Officials believe Rahami was seen in surveillance videos with a suspicious duffel bag near the scene of the bombing in Chelsea.

“I want to be very clear that this individual could be armed and dangerous,” New York City Mayor Bill de Blasio said on the morning of Sept. 19, reports The New York Times. “I would not be surprised if we did have a foreign connection to the act,” added Gov. Andrew M. Cuomo in an interview with CNN the same morning.

Rahami was born on Jan. 23, 1988, in Afghanistan, and his most recent known address was in Elizabeth, New Jersey.

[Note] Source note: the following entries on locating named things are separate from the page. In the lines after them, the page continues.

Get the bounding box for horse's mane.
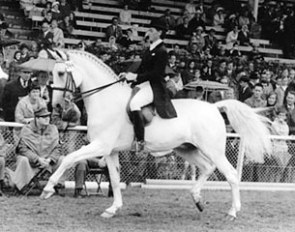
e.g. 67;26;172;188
67;50;118;80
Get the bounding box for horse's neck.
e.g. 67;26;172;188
81;84;131;121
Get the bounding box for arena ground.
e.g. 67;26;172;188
0;188;295;232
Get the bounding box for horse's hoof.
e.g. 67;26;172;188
100;210;116;218
40;190;54;200
225;214;237;222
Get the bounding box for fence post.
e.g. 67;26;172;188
237;138;245;181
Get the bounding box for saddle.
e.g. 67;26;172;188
127;87;156;125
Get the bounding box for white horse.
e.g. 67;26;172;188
41;51;271;219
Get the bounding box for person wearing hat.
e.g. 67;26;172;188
213;7;225;27
125;20;177;151
238;76;252;102
15;81;47;124
12;107;64;191
2;66;31;122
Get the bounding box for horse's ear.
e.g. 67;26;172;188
71;70;82;87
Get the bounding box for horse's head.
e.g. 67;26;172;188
52;61;81;107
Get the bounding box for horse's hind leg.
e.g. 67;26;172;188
101;152;123;218
214;155;241;219
176;148;216;211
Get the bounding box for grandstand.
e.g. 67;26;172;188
0;0;294;64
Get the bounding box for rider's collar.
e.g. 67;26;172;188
150;39;163;51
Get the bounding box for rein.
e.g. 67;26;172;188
74;77;126;102
52;72;126;102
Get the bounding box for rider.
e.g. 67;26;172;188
125;20;177;152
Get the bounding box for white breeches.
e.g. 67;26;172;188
130;81;154;111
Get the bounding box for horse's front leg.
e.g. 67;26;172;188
40;141;109;199
101;152;123;218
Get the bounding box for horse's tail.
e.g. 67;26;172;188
215;100;272;163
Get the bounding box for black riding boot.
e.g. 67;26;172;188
0;180;4;197
132;110;145;152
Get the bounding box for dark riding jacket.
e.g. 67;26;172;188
135;42;177;118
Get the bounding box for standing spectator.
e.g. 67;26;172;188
15;81;47;124
225;26;239;49
106;17;123;41
2;68;31;122
213;7;225;27
245;83;266;108
188;10;205;33
238;25;250;46
51;19;65;48
37;71;52;112
119;4;132;25
12;108;64;191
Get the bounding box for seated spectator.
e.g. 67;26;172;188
184;0;197;20
228;42;242;57
59;0;75;19
238;76;252;102
188;10;205;33
41;1;52;17
118;28;136;49
59;16;75;38
51;19;65;48
9;50;22;81
12;108;64;191
106;17;123;41
175;17;190;39
74;157;107;198
15;81;47;124
19;43;30;63
245;83;266;108
238;9;251;27
159;9;176;31
263;92;280;121
176;9;190;27
29;40;39;58
204;28;217;49
248;43;264;61
225;26;239;49
42;11;53;25
2;68;31;122
275;75;289;106
51;1;62;21
119;4;132;25
105;36;121;53
238;25;250;46
212;7;225;27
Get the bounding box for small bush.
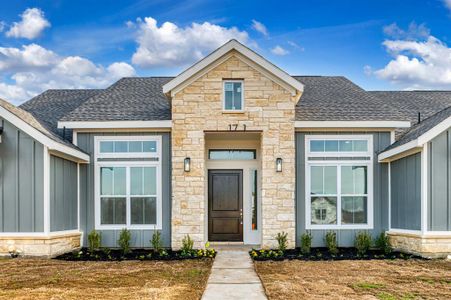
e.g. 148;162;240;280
181;234;194;256
276;231;288;252
88;230;102;253
150;231;163;253
301;232;312;254
117;228;132;254
354;231;371;256
375;232;393;255
324;231;338;255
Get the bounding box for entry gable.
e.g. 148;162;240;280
163;40;304;97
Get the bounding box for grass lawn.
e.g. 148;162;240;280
255;260;451;300
0;259;212;299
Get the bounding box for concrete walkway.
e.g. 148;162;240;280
202;249;267;300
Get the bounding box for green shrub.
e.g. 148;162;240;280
181;234;194;256
117;228;132;254
88;230;102;253
324;231;338;255
354;231;371;256
150;231;163;253
301;232;312;254
375;232;393;255
276;231;288;252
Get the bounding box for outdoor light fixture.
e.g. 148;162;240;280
276;157;282;172
183;157;191;172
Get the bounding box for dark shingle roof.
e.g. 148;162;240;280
384;107;451;152
19;89;100;140
293;76;407;121
60;77;173;121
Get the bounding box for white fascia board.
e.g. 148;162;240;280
294;121;410;128
58;120;172;129
163;40;304;94
0;107;89;162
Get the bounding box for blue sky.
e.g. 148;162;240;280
0;0;451;104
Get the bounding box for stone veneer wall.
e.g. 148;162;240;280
388;232;451;258
0;233;81;257
172;52;297;248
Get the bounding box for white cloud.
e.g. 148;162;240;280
252;20;268;36
6;8;50;40
271;45;290;56
0;44;135;104
132;17;249;68
374;36;451;89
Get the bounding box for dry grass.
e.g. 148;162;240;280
255;260;451;300
0;259;212;299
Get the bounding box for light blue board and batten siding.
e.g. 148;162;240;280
296;132;390;247
427;129;451;231
50;155;78;231
77;132;172;247
0;119;44;233
390;153;421;230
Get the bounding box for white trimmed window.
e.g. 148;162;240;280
94;136;162;229
223;80;244;111
305;135;373;229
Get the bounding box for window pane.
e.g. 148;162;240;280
310;141;324;152
311;197;337;224
354;140;368;152
325;140;338;152
128;141;143;152
324;166;337;195
143;141;157;152
233;82;242;110
147;167;157;195
100;168;114;195
100;197;126;225
100;142;113;153
338;140;352;152
130;197;157;224
341;197;367;224
130;167;143;195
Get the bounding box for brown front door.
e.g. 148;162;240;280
208;170;243;242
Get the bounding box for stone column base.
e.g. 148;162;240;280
387;232;451;258
0;232;81;257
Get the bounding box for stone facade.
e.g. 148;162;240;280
172;52;299;248
388;233;451;258
0;233;81;257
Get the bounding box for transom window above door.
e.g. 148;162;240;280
223;80;244;112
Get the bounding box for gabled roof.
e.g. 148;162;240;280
19;89;101;141
59;77;171;128
0;99;89;162
163;39;304;96
379;106;451;160
293;76;409;121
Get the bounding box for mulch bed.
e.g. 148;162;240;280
249;248;424;261
55;248;216;261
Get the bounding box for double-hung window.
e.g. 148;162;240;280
223;80;244;112
95;136;162;229
305;135;373;229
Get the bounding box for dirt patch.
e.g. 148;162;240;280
0;259;212;299
255;260;451;300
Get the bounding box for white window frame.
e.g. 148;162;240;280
222;79;244;112
305;135;374;230
94;136;163;230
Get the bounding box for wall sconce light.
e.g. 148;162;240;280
276;157;282;172
183;157;191;172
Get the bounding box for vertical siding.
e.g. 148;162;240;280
428;129;451;231
296;132;390;247
50;155;78;231
391;153;421;230
0;119;44;232
77;132;172;247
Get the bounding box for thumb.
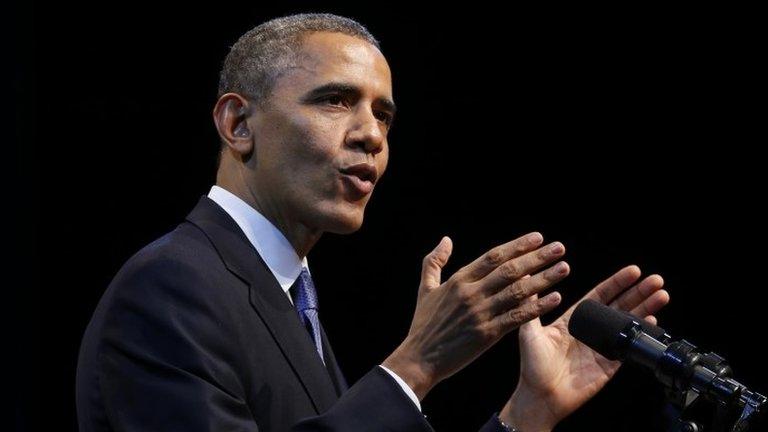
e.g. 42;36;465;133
419;236;453;296
518;290;542;342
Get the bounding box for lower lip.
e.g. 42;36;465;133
341;174;373;195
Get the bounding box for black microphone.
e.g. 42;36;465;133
568;300;767;430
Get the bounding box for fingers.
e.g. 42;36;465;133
610;275;664;316
458;232;544;282
629;290;669;316
477;242;568;296
487;292;562;337
486;261;570;316
584;265;640;305
419;237;453;293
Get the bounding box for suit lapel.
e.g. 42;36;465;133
187;196;337;413
320;324;349;396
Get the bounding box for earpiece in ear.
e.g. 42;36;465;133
235;122;249;138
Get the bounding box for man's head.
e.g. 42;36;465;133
214;14;394;246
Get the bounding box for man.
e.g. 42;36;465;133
77;14;668;432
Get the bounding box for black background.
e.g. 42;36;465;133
13;2;768;431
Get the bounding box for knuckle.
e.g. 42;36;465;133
499;261;522;283
456;283;473;305
507;308;528;326
507;283;528;302
484;248;504;267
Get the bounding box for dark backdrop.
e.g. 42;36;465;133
15;2;768;431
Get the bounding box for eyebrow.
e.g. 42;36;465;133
303;82;397;116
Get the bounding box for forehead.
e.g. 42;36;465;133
276;32;392;99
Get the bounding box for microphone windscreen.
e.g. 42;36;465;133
568;300;666;360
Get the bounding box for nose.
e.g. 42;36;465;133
346;107;386;155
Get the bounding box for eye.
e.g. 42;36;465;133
374;111;392;126
322;95;346;106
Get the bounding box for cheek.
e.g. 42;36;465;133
289;114;343;165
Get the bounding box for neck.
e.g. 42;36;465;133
216;165;323;258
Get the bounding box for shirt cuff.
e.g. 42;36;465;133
379;365;421;411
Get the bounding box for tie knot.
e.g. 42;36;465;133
291;267;318;311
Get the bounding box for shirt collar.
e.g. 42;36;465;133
208;185;309;297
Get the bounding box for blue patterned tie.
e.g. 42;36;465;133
291;267;325;364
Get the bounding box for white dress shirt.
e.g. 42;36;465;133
208;186;421;411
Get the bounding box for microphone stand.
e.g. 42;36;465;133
656;334;767;432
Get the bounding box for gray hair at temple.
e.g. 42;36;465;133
219;14;380;103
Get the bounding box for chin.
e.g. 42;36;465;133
322;208;364;234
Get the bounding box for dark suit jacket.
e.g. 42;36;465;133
76;197;500;432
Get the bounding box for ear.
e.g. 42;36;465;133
213;93;253;158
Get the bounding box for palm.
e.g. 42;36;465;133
517;266;669;426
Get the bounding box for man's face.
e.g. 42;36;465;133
248;32;394;233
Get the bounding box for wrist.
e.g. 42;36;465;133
381;343;437;401
499;391;557;432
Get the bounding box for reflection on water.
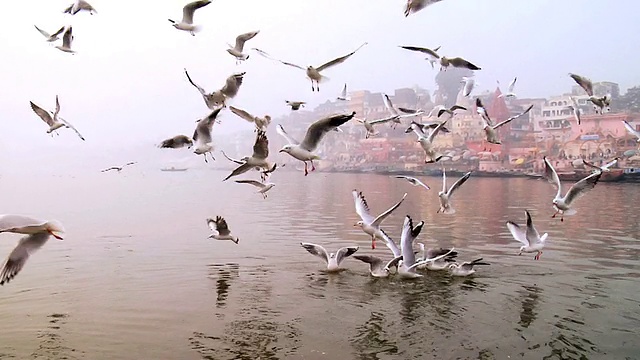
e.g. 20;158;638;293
0;170;640;360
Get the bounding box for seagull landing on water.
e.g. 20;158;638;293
207;216;240;244
169;0;211;36
542;156;602;221
300;243;359;272
0;215;65;285
276;111;356;176
437;167;471;214
227;30;260;65
352;189;407;249
507;210;549;260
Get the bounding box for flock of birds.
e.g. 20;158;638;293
5;0;640;285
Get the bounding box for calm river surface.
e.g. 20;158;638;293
0;167;640;360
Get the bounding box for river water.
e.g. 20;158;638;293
0;167;640;359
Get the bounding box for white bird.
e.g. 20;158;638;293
337;83;351;101
276;111;356;176
236;180;276;199
410;120;447;164
56;26;76;54
498;77;518;98
543;156;602;221
394;175;431;190
229;106;271;131
227;30;260;64
63;0;97;15
169;0;211;36
34;25;65;42
507;210;549;260
438;168;471;214
0;215;65;285
352;189;407;249
207;216;240;244
622;120;640;142
258;42;367;91
192;108;222;162
300;242;358;272
449;258;491;276
184;69;246;110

A law enforcement official, who spoke to The New York Times anonymously, provided the following details:

We don’t know his particular ideology or what his inspiration was or whether he was directed or whether he was inspired…. We have a lot to connect him to the Seaside Heights device, to the 27th Street device, to the 23rd Street device…. And in all likelihood the Elizabeth train station device -- which is a half-mile from his residence. So, the ideology, the connection to international terrorism, we might flesh that out as we go through the results of search warrants, looking for computers, discs, things like this. Search warrants that we did Sunday night at the residence in Elizabeth.

Elizabeth mayor J. Christian Bollwage, speaking at a news conference early Sept. 19, said Rahami’s family had previous issues with the city regarding their family restaurant, First American Fried Chicken.

The 24-hour restaurant had received noise and disrupting the peace complaints. In turn, the family sued the mayor, the City Council, and various police officers, claiming racial discrimination.